Jean Richet
Au début étaient les Grecs, les présocratiques et l'émergence de la rationalité, Platon, héritier de la logique socratique, le philosophe cultivant la recherche de la vérité et de la beauté, la métaphysique, la politique, les disciplines de la pensée et Aristote touchant à tous les champs connus de la connaissance, ceux de l'esprit et de la matière, l'ontologie, la théologie, la logique, l'éthique, les disciplines de la “philosophie de la nature”, les lettres et les arts.
Ce monde se perpétua bon gré, mal gré sous diverses formes durant une vingtaine de siècles, jusqu'au décrochement culturel de la Renaissance occidentale et du monde moderne, un changement essentiel, la naissance d'une ère nouvelle rompant avec le savoir et la connaissance traditionnels, changement dont les initiateurs s'appelaient Galilée et Newton. La découverte du monde physique se fit désormais à l'aide d'instruments nouveaux, l'expérience, test direct de la matière et de son comportement, les mathématiques, langage efficace et prégnant permettant de traduire, comprendre et maîtriser dans un langage synthétique l'essence de la matière et les phénomènes physiques observés. Ce fut le début d'une ère nouvelle, deux mondes se séparèrent, celui des sciences de la nature et celui des autres domaines du savoir , de la connaissance et de l'expression artistique.
Depuis lors la recherche scientifique procède pour la plupart des cas suivant une démarche inductive, elle cherche à tirer de faits et d'un savoir préalables issus de l'observation une extension des connaissances déjà acquises. Comme dans les autres domaines de la connaissance et de l'art c'est “l'étincelle” générée par une idée intuitive plus ou moins précise et l'imagination de l'individu, l'échange avec les collègues qui déclenche la mise en route du processus mental menant à l'explication cherchée.
A partir de là, la méthodologie est fort différente de celle rencontrée dans les sciences humaines. Elle présente deux volets qui s'enrichissent l'un l'autre.
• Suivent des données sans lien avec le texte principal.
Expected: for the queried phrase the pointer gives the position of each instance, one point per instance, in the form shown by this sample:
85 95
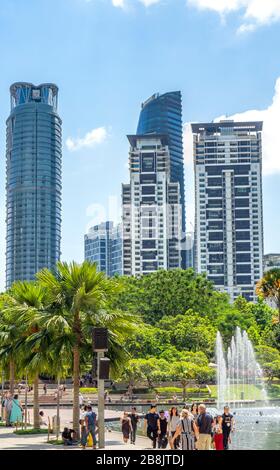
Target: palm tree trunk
184 391
58 410
36 410
76 392
12 376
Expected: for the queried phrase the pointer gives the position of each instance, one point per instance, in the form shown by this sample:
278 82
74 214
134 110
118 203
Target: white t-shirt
173 423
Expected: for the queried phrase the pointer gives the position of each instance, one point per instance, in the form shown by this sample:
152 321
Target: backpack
91 418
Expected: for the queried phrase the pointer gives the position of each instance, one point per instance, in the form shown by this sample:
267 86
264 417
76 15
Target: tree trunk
12 376
184 392
58 410
36 410
76 392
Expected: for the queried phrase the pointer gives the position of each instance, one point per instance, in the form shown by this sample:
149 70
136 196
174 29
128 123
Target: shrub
89 390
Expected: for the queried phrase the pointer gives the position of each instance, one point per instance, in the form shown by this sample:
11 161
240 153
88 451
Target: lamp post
100 346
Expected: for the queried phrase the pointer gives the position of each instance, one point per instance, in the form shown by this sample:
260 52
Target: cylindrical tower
33 181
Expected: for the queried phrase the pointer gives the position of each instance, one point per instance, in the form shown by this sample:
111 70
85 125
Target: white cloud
255 12
123 3
118 3
94 137
270 117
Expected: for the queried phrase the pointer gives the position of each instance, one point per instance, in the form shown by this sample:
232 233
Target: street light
100 346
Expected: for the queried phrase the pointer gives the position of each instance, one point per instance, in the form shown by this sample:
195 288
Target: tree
78 299
190 332
170 293
184 372
269 288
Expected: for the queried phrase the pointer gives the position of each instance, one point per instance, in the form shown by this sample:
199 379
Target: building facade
229 214
151 208
189 250
103 245
162 114
271 261
33 181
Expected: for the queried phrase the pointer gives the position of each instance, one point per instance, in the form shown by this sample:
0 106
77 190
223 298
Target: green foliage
23 432
169 293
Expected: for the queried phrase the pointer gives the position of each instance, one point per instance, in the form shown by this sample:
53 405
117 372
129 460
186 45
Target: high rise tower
33 181
229 214
151 209
162 114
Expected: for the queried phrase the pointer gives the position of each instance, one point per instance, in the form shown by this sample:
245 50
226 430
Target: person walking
126 427
204 423
218 433
194 410
81 399
188 431
173 421
162 430
16 411
227 426
134 417
151 425
90 424
82 423
8 408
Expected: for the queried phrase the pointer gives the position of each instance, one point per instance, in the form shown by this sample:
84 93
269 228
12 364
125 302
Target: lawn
251 392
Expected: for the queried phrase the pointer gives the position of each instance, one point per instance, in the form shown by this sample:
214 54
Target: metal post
25 405
58 410
2 394
101 413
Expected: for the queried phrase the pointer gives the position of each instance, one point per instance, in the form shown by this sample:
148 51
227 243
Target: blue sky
222 54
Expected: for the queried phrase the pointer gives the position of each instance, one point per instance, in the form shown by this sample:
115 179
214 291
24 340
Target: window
242 214
148 162
242 224
242 235
216 236
243 246
243 268
243 280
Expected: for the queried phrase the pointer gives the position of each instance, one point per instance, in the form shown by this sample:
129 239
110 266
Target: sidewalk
11 441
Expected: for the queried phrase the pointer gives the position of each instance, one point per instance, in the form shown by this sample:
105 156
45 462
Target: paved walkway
11 441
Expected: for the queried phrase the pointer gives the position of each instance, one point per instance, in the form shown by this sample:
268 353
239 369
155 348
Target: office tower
103 245
189 250
151 208
33 181
228 191
162 114
271 261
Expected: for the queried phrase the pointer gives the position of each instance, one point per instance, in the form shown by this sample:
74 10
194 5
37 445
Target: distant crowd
192 429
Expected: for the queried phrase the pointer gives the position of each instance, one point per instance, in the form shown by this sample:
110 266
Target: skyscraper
103 245
229 214
162 114
33 181
151 208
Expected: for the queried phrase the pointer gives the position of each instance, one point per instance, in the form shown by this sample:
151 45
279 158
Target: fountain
239 376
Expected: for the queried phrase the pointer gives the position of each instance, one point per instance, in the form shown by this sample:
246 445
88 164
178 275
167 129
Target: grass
56 442
251 392
89 390
22 432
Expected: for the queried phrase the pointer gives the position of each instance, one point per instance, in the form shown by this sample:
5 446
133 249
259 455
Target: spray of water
239 376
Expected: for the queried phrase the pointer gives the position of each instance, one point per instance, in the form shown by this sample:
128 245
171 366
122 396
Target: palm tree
9 334
269 288
79 297
28 301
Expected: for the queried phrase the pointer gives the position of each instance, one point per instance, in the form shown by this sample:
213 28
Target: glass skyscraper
33 181
229 205
103 246
162 114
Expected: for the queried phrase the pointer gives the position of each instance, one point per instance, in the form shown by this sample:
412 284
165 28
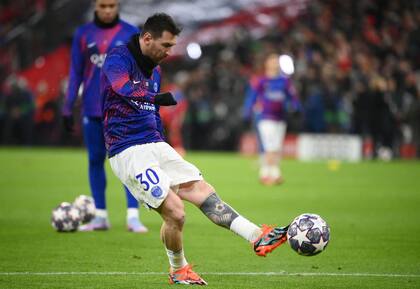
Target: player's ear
147 37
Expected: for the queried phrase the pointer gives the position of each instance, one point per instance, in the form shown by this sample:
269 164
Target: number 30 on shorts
147 178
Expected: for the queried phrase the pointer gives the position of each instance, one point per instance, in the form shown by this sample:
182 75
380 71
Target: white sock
101 213
176 259
244 228
132 213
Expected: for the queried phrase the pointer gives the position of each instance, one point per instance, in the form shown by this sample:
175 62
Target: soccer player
266 102
90 46
153 171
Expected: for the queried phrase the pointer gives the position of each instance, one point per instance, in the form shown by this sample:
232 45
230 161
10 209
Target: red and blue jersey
130 115
269 98
90 47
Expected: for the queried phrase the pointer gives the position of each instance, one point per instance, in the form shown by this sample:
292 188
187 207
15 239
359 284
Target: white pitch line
219 274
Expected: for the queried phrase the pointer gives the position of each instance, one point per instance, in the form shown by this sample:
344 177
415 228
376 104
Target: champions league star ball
308 234
65 218
86 207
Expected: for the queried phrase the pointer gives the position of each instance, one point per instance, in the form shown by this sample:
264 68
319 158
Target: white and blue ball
308 234
65 218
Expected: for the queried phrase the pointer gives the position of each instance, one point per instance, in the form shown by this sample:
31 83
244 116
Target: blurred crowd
357 70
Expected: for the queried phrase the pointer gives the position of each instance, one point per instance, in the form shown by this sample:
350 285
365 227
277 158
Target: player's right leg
264 239
138 168
173 215
94 140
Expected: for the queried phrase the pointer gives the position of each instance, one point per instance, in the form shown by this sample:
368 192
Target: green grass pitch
372 209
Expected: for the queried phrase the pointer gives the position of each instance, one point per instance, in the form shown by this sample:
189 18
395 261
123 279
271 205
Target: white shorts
271 133
150 170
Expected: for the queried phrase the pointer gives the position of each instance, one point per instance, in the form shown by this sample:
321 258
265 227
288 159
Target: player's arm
159 124
116 70
75 75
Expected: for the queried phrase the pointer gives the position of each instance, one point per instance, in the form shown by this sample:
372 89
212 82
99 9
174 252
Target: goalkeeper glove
165 99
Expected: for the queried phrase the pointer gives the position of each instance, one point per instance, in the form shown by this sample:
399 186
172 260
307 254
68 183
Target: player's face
106 10
272 65
159 48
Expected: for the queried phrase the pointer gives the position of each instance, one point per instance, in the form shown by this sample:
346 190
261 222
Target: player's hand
68 123
165 99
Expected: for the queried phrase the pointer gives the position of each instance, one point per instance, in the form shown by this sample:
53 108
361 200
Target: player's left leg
94 140
203 195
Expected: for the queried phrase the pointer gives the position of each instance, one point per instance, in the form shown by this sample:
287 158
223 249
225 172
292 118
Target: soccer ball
65 218
308 234
86 206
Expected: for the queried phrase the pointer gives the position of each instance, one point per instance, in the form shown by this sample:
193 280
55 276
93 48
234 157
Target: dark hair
159 22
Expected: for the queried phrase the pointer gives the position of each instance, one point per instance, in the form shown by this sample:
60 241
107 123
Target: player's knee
177 218
173 212
97 159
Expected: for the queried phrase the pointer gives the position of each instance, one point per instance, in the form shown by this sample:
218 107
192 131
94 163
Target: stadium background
356 67
343 52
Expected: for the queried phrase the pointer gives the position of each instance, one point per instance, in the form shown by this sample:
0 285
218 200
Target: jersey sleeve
116 69
76 73
293 103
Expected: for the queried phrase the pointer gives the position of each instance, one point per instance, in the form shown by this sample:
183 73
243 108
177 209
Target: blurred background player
173 116
90 46
266 103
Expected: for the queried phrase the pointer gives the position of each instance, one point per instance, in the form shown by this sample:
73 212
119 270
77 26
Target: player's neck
98 22
145 63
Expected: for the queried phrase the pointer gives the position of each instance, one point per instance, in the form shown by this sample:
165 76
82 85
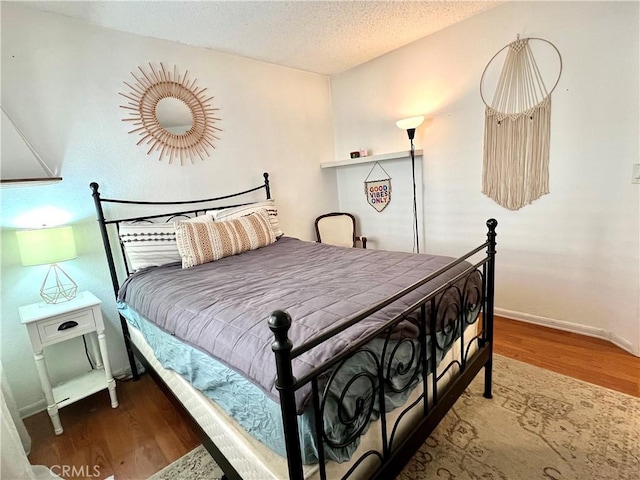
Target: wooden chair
338 228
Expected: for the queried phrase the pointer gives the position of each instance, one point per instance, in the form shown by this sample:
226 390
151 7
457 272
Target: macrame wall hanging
517 128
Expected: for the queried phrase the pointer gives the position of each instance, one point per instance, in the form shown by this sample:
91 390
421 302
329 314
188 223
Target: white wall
60 83
570 259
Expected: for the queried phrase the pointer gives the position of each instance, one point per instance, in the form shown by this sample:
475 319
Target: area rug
539 425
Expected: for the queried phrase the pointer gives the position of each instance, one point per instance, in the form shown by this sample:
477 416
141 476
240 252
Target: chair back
336 228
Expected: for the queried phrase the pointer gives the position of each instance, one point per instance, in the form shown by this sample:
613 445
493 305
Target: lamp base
58 286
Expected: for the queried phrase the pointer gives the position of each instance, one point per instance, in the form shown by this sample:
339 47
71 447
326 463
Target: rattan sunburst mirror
171 114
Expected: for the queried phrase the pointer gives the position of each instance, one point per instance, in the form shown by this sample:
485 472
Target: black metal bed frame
464 304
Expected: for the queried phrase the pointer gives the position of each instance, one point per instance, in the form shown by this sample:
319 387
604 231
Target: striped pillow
149 244
200 243
237 212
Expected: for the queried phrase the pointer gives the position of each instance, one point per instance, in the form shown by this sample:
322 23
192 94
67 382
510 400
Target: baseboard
41 405
600 333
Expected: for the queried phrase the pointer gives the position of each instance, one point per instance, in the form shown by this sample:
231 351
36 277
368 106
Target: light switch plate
636 173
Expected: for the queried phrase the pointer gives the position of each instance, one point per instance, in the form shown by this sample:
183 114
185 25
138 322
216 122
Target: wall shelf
370 159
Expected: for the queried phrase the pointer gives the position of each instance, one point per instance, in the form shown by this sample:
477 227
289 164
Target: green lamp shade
46 245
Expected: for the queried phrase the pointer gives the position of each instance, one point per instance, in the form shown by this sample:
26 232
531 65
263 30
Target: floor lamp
410 125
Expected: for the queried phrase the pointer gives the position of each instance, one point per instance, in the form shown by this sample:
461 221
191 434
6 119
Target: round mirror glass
174 115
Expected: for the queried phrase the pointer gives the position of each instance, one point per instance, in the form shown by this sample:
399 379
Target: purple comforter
222 307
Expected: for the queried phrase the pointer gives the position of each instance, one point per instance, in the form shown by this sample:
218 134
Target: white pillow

La démarche expérimentale mène à la création d'un objet nouveau ou met en évidence un processus physique particulier non observé jusque là, confirme ou infirme une théorie existante.
La démarche théorique se nourrit de l'observation expérimentale ou demande l'expérience pour confirmer la validité de la solution qu'elle propose pour expliquer un phénomène observé. Pour cela elle cherche à établir une relation entre les objets et les concepts qui définissent le contexte physique, relation qui se traduit par une formulation mathématique permettant de mettre en évidence l'accord entre le phénomène et son explication.
Pour conjurer l'allusion faussement négative du titre, demeure la question essentielle posée aux humanistes, littéraires, artistes et scientifiques: sommes-nous assez curieux et capables d'échanger sur
un sujet scientifique à l'exemple des échanges entre la création littéraire et artistique?
L'évolution actuelle des sciences de la nature et des techniques est vertigineuse, elle nous interpelle tant sur le plan de la science pure que de ses applications et de ses conséquences dans la vie quotidienne. La démarche scientifique, dans ses aspects formels, peut décourager. Il appartient à l'intervenant d'éveiller l'intérêt et la compréhension de son auditoire par un langage de circonstance. Souhaitons ensemble que
nous ayons la volonté et le courage d'entamer, au sein de l'Académie, des rencontres sur des sujets scientifiques.